**Factor Analysis in Personality Psychology
**

**© 2010**

This eText is the property of Toru Sato. All rights reserved
* © 2010*. This eText is not to be copied, distributed, or
downloaded without permission of the author. Any violation of copyright found
in this eText is unintentional. Please notify the author if copyrighted material
is found and not appropriately referenced.

**Exploratory factor analysis**

There are countless numbers of words and phrases to describe
people's personality. If a personality psychologist wanted to understand
a particular person's personality, it would be an overwhelming task to figure
out how much each of these countless numbers of words and phrases was
characteristic of that person. To make life easier, personality psychologists
commonly use a statistical tool to simplify vast amounts of information by
lumping similar information into clusters. This tool is a procedure known
as **exploratory factor analysis**.

The basic idea behind factor analysis is quite simple. If two or more characteristics correlate, they may reflect a shared underlying trait. We could say then that, patterns of correlations reveal the trait dimensions that lie beneath the measured qualities (Tabachnik & Fidell, 2005). Factor analysis is a more complex version of a correlation. Instead of looking at the correlation between just two variables, factor analysis uses a large number of correlations among a large number of variables (Kline, 1994).

In order to conduct factor analysis, we first collect data on many variables, across large numbers of people. The data can be collected in a myriad of ways. They can be derived from paper and pencil questionnaires rating ourselves on various personality characteristics. They can also be derived from behavior ratings made by objective observers. We can also obtain data about people from their family members, asking them about what they think about that those people. As long as the same data is collected from everybody participating, we can use that data for factor analysis.

Once we collect the data, we can calculate the correlations
between every possible pair of variables. The researcher then examines the
**eigenvalues**, among other things, to decide on the number of factors
the data should be reduced to. Eigenvalues are values corresponding to how
much accuracy we would lose if we simplified the data by lumping it to a
specific number of factors. Although the point of this analysis is to simplify
the data, there is a cost to simplifying data. By simplifying data, we lose
the details and therefore we lose accuracy. The smaller number of factors
we reduce the data to, the more we simplify the data, but the more accuracy
we lose. Eigenvalues, among other things, allow us to conduct a cost-benefit
analysis regarding how much we should simplify the data. After determining
the number of factors the data should be reduced to, the set of correlations
is then put through a procedure called **factor extraction**. This procedure
allows us to reduce the large number of variables to a smaller set of
higher-order variables that we call "factors" (Kline, 1994).

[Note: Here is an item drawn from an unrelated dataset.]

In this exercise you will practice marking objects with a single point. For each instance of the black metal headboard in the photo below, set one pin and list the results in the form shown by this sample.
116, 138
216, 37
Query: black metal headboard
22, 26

Once the factors are extracted, we end up with a **factor
structure**. The factor structure consists of numerical figures known as
**factor loadings**. It may be useful to think of factor loadings as numbers
representing how much each variable correlates with particular "factors"
(Gorsuch, 1983). Variables that correlate highly with the factor are said
to "load on" that factor. Variables that do not correlate with the factor
are said not to load on it. The variables that load on the factor allow us
to figure out the underlying meaning of the factor (i.e., what do all of
the variables loading on that factor have in common?).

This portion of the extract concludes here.